EXPLORING THE WORD
Are the Books of the New Testament Accurate?
By Dillon Burroughs
What is the evidence that the books of the New Testament are accurate? The New Testament consists of 27 books written from approximately the 40s A.D. to 96 A.D. As these writings were recognized as inspired literature, devoted followers of Jesus made copies to share with other individuals and churches. Over time, the original writings would deteriorate, be destroyed, or otherwise decay. We do not have the original copies of any books of the New Testament today, but we do have ample evidence that today's New Testament is a faithful copy of what was originally written.
First, many early copies exist of the books of the New Testament. In fact, the earliest fragment of a New Testament manuscript has been dated to approximately 125 A.D. This fragment, a portion of the Gospel of John (called P46), was discovered in Alexandria, Egypt. This finding helps to strengthen the case that the original writing (which likely took place in modern day Turkey) was much earlier, pushing the original date into the first century. The first complete New Testament is Codex Sinaiticus, a manuscript found in a monastery on Mount Sinai that dates from the mid-fourth century. A second nearly-complete New Testament from the same century exists in Rome called the Codex Vaticanus. Most modern translations utilize these manuscripts along with other early finding to ensure the earliest and most accurate readings are used.
Second, numerous copies exist of early New Testament manuscripts. Over 5,800 copies of New Testament writings in Greek have been discovered to date. The Center for the Study of New Testament Manuscripts has documented over 60 previously undiscovered manuscripts in recent years, claiming they have leads on even additional manuscripts unknown to modern scholarship. In addition to the Greek manuscripts, thousands of early copies exist in translation into Latin, Coptic, Syriac, Armenian, Gothic, and other languages that provide additional strength to the claim that the New Testament was early, widespread, and accurate in its transmission.
Third, accurate copies exist of early New Testament manuscripts. While it is true there are thousands of variants among the thousands of early manuscripts, the sheer number of copies allows researchers to determine which readings are earliest and most accurate. For example, if a difference is noted in manuscripts found after a certain date, it can be determined they were not original even if the incorrect reading is found in many manuscripts. What counts is what was the original reading, not the reading found in the greatest number of manuscripts. In total, less than one percent of the New Testament text is in dispute. Even in these cases, the choices are among one or two variants, not a missing word or phrase that is unknown.
Fourth, many quotes of the New Testament writings are found in other early writings.
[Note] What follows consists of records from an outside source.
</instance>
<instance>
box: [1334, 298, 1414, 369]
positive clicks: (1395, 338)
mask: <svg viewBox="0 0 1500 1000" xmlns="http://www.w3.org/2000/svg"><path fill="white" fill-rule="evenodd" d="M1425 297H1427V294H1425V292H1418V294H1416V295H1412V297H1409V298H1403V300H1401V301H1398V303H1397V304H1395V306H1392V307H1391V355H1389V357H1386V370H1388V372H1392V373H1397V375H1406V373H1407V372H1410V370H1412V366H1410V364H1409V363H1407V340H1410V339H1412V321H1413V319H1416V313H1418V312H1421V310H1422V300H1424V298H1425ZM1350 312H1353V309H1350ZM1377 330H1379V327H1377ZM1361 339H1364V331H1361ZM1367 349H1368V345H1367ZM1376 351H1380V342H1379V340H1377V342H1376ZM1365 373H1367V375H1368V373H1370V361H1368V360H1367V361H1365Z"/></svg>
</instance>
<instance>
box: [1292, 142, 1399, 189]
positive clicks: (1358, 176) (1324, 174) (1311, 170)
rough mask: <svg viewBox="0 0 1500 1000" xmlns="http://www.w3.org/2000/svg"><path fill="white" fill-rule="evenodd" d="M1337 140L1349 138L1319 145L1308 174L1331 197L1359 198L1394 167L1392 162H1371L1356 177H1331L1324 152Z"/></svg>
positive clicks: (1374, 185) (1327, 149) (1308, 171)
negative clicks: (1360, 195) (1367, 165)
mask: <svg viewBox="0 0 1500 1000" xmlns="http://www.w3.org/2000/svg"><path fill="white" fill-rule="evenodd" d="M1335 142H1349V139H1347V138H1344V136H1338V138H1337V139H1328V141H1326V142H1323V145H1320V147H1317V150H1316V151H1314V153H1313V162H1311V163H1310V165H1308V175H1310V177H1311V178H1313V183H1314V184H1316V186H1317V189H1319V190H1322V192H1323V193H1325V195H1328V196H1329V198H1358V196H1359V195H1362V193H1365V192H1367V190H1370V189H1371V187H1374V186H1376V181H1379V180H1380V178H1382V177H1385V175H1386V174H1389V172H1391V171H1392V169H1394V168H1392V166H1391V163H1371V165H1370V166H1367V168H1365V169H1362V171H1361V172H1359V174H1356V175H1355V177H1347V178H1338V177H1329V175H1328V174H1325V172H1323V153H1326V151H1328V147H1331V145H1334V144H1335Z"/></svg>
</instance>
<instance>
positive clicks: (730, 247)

The early church leaders frequently quoted the New Testament, starting as early as Clement of Rome in approximately 95 A.D. These quotations prove that the original writings they quote existed previous to the time of their writing.
We can know that the New Testament we read today is a faithfully preserved copy of God's inspired words. The historical facts verify that its words have not been corrupted. Many copies exist, including copies within a generation of the originals. The New Testament has been faithfully preserved to our time to change lives still today.